The store is set to open this fall, Garza-Roberts said.

“The good thing about me being involved with the effort to bring in H-E-B is that I was able to bring our union guys in at the initial meeting,” Smith said. “I could not tell (H-E-B) who to use (in the construction of the store), but I wanted to sit down and at least give our local guys a chance (at the contract). I had a meeting with the Sabine Area Central Labor Council and with builders and plumbers so they could get their foot in the door. I gave my political speech and said, ‘If (H-E-B) hires local and these local guys pass by and see that building they helped erect, they’re going to go into that building and they’re going to tell their families to go in that building.”

Boone confirmed the increase of economic growth in Ward IV within the city of Beaumont.

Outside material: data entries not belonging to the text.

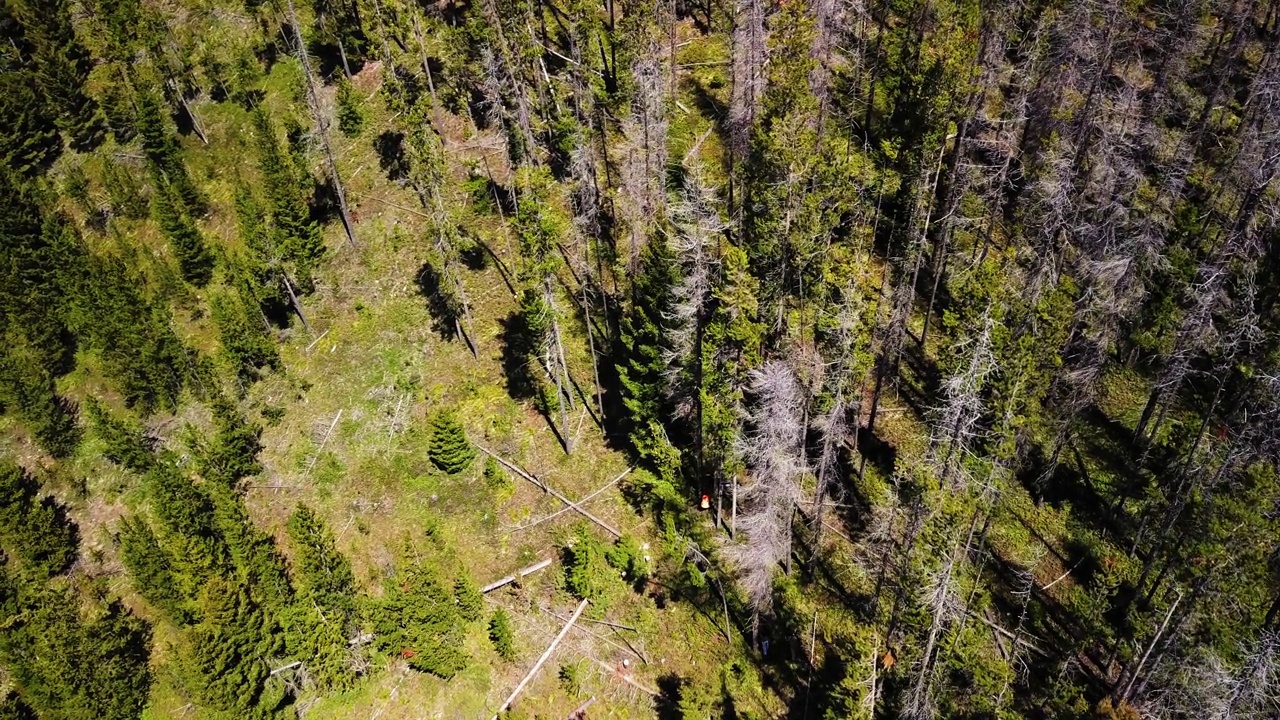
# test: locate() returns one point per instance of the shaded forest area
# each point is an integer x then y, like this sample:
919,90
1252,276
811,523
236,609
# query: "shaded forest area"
940,337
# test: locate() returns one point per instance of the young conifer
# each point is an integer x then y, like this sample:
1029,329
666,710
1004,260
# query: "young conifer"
501,634
449,449
127,443
195,260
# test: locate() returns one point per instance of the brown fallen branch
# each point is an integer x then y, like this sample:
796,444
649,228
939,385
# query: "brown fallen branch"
547,488
1006,633
602,638
542,660
626,679
520,574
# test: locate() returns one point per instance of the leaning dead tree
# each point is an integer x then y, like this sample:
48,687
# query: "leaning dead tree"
321,122
748,73
845,376
775,452
698,227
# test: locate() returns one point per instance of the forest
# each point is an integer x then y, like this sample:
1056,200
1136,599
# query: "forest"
677,359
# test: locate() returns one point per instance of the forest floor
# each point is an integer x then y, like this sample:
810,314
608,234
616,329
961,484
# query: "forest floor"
356,395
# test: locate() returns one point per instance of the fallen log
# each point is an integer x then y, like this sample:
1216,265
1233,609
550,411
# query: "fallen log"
542,660
529,570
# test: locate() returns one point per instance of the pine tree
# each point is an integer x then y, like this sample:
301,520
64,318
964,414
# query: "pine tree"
195,259
449,449
127,443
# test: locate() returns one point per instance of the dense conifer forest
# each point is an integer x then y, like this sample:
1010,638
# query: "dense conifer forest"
679,359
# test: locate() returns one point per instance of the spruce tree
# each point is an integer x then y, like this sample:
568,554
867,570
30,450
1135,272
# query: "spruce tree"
319,624
231,455
417,619
195,259
351,109
62,69
126,442
151,570
321,574
501,634
133,336
35,529
245,338
643,346
222,656
259,564
69,664
30,141
449,449
295,235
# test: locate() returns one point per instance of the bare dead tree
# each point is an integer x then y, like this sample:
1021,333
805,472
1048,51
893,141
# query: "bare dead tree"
775,454
944,606
321,122
748,73
644,169
956,427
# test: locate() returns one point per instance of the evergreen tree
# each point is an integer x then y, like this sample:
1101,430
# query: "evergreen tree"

“Over the past few years, it has been fairly active,” Boone said, “with new construction and substantial projects.” Boone said some of those projects include a new church, Grace Lake Estates Townhomes, an Amtrak station, medical facilities, McDonald’s restaurant and retail outlets. There’s also the expansion at M&I Electric (AETI), which will bring 50 additional jobs, on MLK across from Lamar (now under construction)

Smith said that he also heard that Walmart had plans to purchase property on College Street between Whataburger at 3575 College St. and The Outpatient Diagnostic Center at 3405 College St. to build a new location, as well. This could not be confirmed with Walmart media relations as of press time, however.

Smith pointed out residential improvements in Ward IV, as well citing the Jehovah Jireh Village, a more than 50 single-family home neighborhood across from Grace Lake Estates.

Dukes said he hopes there will continue to be concerned civic leaders like Smith who, with the efforts of the city of Beaumont and its citizens, will continue to try to make a difference in their neighborhoods. Duke also said he is confident that conditions for the area he lives in will continue to improve, and that is proud to be a West Florida Avenue resident.

“Through the effort of the citizens of the neighborhood and the effort the city has made to address certain issues, the neighborhood associations are being a little bit more responsible for what goes on,” Dukes said. “They’re taking initiative to maintain their streets and their neighborhoods to promote an atmosphere of cooperation that will hopefully turn these neighborhoods into what they used to be — dwellings and homes that families can enjoy and have confidence and security in living in.”

And Smith said he was optimistic about the future of South Beaumont as well, promising that if elected to district clerk, he would continue to seek improvements not only in Ward IV, but also throughout the entirety of Jefferson County.

“Just because God blesses me and I am able to get elected district clerk does not mean that I am not going to still work with the city for economic development in the areas,” Smith said. “This is just going to give me a larger stage to help people.”